LigandMPNN for Inverse Folding 🔙
Inverse Protein Folding is the step following protein backbone generation in protein design pipelines. It involves designing amino acid sequences that will fold into a given protein backbone structure. ProteinMPNN tackles this problem by using a message-passing neural network architecture to design sequences conditioned on backbone structure.
LigandMPNN extends this method to include ligand information, thus conditioning the designed sequence on the atomic context as well. It shows increased recovery of native sequences in pockets interacting with small molecules, nucleotides and metals.
This space allows you to run inverse folding jobs using Hugging Face's hardware and download the results! It is based on LigandMPNN's original Github repository.
Image and Model Source: Dauparas, J., Lee, G.R., Pecoraro, R. et al. Atomic context-conditioned protein sequence design using LigandMPNN. Nat Methods 22, 717–723 (2025). https://doi.org/10.1038/s41592-025-02626-1
How to Use this Space
Refer to the original repo for a detailed description of the available command line arguments. While essential parameters
such as number of designs to generate, temperature, and which chains to design can be easily controlled through the UI, more advanced parameters can still be specified under Advanced Options.
Please note that this space hard-codes the version of LigandMPNN weights so that trying to change the checkpoint using --checkpoint_ligand_mpnn will cause errors.
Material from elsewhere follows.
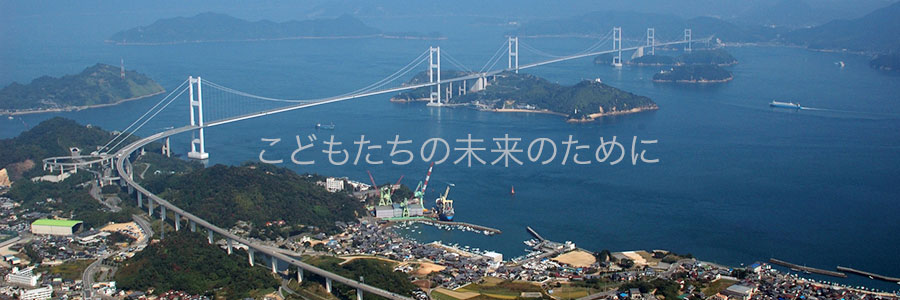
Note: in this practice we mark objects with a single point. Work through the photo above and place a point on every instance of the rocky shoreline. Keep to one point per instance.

Batch generation allows to design sequences for multiple PDB files at once. Note that CLI options --fixed_residues_multi, --redesigned_residues_multi and the like that allow fine-grained
pdb-specific control over design parameters are not yet implemented. However, one can still specify which residues to fix for all PDBs in the batch at once using --fixed_residues.
This space pairs well with the RFD3 backbone generation space as its output can be unzipped directly uploaded to the batch generation (the space ignores non-PDB files).